Pacunaimba – Elogio del viaggio e del sogno
“Il germoglio del romanzo nasce da un viaggio fatto alcuni anni fa in Brasile, immerso in una natura affascinante, prorompente. I due mesi trascorsi lì sono sembrati un anno: non c’era internet, avevo con me un cellulare che usavo solo in caso di emergenza e per chiamare casa dovevo raggiungere una cabina distante 45 minuti dal mio alloggio: lo facevo una volta a settimana e assaporavo ogni momento di quel cammino, all’andata e al ritorno. Durante il mio soggiorno, ho anche letto tantissimi libri, steso su un’amaca. Ho imparato che più si ha fretta, più il tempo ci sfugge. Che il tempo si allunga quando smetti di inseguirlo.”
Si scrive per incollare gli eventi alla memoria.
Ma anche per giocare con la realtà e i suoi diversi strati.
La vita è un viaggio e viaggiare nella vita è come vivere al quadrato, vivere per addizione.
Se poi aggiungiamo tutto ciò che i nostri sogni, reali e onirici, ci regalano, allora possiamo essere abbastanza certi di non trovarci in una sala d’attesa.

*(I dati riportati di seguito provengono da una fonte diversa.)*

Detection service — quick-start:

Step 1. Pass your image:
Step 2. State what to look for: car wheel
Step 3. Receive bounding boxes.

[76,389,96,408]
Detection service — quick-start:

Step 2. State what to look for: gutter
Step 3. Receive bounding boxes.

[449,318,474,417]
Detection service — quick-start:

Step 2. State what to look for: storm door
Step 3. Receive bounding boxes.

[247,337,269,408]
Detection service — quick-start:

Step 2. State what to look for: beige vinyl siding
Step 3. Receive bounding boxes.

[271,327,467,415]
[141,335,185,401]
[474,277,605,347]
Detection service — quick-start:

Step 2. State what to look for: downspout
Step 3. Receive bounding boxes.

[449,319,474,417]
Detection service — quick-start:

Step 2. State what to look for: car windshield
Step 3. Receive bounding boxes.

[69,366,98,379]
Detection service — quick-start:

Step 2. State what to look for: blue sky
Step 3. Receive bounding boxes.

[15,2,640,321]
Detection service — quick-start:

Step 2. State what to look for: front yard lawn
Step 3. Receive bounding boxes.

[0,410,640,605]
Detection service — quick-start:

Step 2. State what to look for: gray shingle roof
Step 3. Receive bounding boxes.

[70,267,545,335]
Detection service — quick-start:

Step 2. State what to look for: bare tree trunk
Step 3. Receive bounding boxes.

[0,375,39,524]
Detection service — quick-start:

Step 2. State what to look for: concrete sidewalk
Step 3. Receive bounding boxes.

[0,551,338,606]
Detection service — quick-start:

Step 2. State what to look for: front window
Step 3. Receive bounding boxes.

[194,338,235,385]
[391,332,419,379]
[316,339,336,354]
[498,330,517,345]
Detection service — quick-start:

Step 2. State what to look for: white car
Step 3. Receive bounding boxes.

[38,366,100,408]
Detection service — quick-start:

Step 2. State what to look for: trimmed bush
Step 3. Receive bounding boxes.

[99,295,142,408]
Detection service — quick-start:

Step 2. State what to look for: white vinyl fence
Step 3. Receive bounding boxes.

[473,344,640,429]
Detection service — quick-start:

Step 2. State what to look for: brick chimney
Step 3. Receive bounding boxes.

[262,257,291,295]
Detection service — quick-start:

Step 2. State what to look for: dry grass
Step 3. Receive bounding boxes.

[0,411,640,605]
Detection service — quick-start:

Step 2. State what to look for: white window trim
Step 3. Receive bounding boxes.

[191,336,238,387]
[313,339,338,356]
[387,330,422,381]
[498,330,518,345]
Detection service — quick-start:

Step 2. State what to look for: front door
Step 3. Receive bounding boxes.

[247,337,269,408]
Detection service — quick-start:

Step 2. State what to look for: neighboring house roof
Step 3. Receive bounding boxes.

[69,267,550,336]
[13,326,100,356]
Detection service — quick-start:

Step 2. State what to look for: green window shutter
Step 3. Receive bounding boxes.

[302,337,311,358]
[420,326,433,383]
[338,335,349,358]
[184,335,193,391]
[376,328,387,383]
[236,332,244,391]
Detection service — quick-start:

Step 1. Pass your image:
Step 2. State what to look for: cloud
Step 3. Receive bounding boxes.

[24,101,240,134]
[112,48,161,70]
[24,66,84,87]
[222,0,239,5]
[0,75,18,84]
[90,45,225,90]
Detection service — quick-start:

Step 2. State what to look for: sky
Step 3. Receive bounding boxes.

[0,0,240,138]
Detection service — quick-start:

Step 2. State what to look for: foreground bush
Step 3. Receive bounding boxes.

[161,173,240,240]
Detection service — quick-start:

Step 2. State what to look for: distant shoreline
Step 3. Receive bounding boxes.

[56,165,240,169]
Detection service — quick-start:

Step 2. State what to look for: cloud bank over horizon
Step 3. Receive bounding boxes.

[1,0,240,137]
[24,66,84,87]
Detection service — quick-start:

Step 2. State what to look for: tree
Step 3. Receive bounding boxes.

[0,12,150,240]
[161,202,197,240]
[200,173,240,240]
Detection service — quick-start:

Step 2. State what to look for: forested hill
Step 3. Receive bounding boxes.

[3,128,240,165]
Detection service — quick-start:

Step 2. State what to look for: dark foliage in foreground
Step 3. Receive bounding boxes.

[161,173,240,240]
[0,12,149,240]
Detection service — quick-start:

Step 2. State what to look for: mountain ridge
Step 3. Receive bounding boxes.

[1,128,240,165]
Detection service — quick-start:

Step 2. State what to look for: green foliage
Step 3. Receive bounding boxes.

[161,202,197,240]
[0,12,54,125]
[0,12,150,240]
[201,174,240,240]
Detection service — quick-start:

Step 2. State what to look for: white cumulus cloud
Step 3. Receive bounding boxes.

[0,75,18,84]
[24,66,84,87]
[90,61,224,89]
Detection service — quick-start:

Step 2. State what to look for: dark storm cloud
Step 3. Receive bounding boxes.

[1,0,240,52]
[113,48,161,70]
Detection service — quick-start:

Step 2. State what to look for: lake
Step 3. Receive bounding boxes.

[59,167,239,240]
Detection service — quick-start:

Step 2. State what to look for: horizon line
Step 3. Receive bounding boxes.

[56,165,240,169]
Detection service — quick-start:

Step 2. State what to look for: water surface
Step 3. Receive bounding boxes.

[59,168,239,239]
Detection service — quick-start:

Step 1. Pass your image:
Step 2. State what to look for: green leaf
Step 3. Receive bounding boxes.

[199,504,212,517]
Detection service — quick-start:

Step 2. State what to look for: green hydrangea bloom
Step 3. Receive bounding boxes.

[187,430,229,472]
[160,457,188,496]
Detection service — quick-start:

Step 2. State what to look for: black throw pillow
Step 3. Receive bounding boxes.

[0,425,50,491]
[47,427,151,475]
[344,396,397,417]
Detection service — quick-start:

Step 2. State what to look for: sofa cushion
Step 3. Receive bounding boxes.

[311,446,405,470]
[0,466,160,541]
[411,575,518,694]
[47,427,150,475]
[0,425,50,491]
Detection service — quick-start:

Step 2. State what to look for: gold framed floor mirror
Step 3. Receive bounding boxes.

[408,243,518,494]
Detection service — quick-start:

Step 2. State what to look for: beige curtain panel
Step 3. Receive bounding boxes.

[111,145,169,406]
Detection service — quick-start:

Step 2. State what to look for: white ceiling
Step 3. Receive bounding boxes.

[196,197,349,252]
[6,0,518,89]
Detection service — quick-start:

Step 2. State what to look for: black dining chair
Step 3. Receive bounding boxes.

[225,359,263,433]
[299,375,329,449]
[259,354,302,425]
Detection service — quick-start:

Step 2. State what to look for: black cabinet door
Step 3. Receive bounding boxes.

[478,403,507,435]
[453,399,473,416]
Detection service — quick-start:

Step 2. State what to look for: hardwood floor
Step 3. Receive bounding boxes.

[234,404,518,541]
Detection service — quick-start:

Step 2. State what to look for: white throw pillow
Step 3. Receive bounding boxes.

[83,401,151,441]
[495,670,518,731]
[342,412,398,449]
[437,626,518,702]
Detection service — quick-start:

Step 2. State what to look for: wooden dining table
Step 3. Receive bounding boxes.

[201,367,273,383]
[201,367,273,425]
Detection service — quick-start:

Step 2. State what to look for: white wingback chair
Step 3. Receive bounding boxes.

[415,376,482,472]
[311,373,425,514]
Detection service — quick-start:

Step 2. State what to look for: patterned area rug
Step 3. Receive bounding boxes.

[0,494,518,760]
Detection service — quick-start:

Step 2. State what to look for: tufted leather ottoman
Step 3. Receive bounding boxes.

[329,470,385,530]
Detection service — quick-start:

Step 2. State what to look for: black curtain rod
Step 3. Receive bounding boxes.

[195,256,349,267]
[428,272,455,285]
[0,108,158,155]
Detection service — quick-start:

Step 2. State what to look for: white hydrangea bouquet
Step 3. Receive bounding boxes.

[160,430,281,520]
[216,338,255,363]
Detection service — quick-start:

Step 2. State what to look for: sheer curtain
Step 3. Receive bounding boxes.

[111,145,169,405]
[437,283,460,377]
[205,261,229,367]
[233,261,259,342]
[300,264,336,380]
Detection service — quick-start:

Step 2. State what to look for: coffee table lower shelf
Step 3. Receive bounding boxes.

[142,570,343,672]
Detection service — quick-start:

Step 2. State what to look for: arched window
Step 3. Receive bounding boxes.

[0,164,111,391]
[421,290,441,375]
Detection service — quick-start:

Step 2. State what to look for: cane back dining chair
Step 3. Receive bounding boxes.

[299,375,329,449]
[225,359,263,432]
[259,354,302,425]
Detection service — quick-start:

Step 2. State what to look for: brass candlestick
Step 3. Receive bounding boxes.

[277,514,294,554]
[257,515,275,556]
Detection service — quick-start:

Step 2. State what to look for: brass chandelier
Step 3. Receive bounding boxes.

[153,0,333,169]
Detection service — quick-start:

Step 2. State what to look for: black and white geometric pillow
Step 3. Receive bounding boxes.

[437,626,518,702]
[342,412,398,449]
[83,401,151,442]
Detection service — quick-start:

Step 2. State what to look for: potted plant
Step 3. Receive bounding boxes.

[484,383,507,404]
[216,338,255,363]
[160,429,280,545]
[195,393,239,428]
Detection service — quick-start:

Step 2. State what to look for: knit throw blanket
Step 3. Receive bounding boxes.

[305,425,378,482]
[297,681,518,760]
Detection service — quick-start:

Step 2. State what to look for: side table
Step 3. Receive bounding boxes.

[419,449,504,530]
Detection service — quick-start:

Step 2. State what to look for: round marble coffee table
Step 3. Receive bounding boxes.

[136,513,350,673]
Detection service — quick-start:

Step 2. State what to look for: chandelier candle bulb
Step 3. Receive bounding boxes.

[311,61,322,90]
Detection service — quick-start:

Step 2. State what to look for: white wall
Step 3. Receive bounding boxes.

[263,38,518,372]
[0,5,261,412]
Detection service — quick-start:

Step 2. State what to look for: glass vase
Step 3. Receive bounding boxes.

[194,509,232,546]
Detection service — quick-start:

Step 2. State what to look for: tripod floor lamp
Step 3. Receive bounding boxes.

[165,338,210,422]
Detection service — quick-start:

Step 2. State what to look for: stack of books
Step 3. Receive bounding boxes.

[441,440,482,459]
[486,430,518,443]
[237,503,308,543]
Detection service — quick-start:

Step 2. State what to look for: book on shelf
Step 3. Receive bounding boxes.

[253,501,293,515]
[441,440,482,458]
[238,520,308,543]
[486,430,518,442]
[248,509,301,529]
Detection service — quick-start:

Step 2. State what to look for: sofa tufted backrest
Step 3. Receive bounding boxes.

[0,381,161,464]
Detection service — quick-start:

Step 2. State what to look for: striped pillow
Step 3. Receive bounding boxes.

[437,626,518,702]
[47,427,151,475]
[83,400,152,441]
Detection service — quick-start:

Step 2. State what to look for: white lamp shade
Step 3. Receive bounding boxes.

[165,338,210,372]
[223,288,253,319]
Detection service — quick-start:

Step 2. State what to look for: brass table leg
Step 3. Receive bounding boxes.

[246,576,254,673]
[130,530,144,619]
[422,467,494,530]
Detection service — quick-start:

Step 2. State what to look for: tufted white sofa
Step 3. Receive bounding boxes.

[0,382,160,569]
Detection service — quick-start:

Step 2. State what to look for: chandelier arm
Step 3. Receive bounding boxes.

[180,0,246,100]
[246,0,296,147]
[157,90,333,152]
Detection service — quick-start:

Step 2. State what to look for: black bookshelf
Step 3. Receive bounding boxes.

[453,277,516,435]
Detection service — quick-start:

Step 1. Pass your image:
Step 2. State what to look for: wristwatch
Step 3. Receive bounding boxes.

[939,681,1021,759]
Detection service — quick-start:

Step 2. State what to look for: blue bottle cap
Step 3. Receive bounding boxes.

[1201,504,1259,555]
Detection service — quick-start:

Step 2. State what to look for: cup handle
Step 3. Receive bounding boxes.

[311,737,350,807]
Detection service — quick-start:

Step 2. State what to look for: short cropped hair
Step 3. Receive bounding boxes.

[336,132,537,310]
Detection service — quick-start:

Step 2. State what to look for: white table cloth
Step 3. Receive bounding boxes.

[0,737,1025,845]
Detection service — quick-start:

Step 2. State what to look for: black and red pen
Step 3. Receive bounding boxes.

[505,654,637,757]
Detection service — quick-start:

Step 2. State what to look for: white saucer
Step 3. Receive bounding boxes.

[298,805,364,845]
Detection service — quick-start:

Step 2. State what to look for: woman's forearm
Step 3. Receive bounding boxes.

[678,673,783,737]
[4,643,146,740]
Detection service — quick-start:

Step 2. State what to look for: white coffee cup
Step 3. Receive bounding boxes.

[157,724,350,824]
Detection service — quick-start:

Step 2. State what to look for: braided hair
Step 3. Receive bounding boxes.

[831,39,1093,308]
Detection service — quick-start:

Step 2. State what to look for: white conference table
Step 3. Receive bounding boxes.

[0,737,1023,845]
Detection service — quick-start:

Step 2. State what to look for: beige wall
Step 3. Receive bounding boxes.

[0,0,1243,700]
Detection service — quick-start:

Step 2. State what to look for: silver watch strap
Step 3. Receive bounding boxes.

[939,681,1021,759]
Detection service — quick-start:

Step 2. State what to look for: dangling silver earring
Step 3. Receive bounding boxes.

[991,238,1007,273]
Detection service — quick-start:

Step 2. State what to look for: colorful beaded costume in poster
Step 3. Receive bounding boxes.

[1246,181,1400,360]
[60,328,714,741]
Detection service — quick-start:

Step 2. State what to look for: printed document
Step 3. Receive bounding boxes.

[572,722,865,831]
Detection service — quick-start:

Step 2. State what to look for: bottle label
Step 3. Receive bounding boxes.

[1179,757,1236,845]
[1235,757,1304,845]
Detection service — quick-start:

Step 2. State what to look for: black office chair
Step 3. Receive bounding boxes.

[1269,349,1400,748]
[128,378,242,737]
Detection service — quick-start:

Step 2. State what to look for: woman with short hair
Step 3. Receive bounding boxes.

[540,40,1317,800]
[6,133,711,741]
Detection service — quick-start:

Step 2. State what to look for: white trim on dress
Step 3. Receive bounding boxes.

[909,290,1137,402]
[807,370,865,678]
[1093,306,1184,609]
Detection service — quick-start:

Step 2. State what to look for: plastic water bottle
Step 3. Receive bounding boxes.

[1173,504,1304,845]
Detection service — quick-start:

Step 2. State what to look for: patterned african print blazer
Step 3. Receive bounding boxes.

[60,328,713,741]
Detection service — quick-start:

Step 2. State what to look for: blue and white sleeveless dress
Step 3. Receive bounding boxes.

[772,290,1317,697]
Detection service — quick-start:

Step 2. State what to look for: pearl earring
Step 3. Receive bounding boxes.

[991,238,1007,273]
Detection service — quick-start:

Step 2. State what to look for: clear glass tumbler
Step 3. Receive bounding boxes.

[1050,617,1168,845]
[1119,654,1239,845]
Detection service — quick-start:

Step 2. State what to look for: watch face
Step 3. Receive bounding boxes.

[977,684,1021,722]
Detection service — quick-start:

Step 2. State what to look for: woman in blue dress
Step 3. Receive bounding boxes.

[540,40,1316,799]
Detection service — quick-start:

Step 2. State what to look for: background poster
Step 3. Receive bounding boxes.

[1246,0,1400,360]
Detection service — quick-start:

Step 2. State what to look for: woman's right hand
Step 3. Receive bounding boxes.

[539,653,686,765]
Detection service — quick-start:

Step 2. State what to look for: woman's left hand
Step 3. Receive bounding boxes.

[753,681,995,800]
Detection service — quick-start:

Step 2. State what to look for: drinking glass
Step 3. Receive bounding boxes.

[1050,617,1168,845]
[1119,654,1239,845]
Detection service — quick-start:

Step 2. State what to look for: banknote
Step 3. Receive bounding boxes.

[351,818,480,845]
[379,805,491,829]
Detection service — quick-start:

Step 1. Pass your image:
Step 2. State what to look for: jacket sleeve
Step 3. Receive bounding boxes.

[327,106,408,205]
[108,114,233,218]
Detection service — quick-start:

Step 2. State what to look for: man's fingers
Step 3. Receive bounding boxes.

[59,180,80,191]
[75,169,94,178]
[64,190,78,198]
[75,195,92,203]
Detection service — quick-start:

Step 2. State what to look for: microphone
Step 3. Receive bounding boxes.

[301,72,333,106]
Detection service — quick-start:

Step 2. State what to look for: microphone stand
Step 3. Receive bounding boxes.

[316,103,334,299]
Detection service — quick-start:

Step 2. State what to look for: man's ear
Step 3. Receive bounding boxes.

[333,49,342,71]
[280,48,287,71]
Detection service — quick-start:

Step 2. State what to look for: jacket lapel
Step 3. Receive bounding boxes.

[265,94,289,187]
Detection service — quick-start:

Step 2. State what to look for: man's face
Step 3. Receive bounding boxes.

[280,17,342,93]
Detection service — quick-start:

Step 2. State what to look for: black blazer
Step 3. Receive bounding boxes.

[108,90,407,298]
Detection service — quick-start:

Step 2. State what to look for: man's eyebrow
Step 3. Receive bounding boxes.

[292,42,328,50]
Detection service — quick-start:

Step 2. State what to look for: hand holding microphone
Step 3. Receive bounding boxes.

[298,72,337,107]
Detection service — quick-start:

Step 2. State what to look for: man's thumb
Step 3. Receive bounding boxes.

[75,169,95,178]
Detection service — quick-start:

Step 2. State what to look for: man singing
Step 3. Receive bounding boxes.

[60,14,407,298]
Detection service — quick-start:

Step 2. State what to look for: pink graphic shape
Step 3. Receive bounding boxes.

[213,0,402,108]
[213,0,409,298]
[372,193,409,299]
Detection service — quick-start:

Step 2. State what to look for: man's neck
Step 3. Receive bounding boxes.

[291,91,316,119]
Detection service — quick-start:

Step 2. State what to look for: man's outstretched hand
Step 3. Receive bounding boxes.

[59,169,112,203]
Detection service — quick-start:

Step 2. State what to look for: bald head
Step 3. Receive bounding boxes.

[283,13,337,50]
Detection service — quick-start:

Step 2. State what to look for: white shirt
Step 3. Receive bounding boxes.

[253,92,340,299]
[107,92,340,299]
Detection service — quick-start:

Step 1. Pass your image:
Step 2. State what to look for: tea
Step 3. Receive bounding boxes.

La vita ha bisogno di essere confermata, giorno dopo giorno. E affinché questo accada, paradossalmente, niente deve rimanere cristallizzato.
Tutto deve scorrere.
“Una volta un amico mi disse che l’errore peggiore che si possa fare è quello di credere di essere vivi, quando invece stai dormendo nella sala d’attesa della vita: il trucco sta nel combinare le tue facoltà razionali dello stato di veglia con le infinite possibilità che puoi incontrare nei tuoi sogni. Se riesci a fare questo, puoi fare tutto.”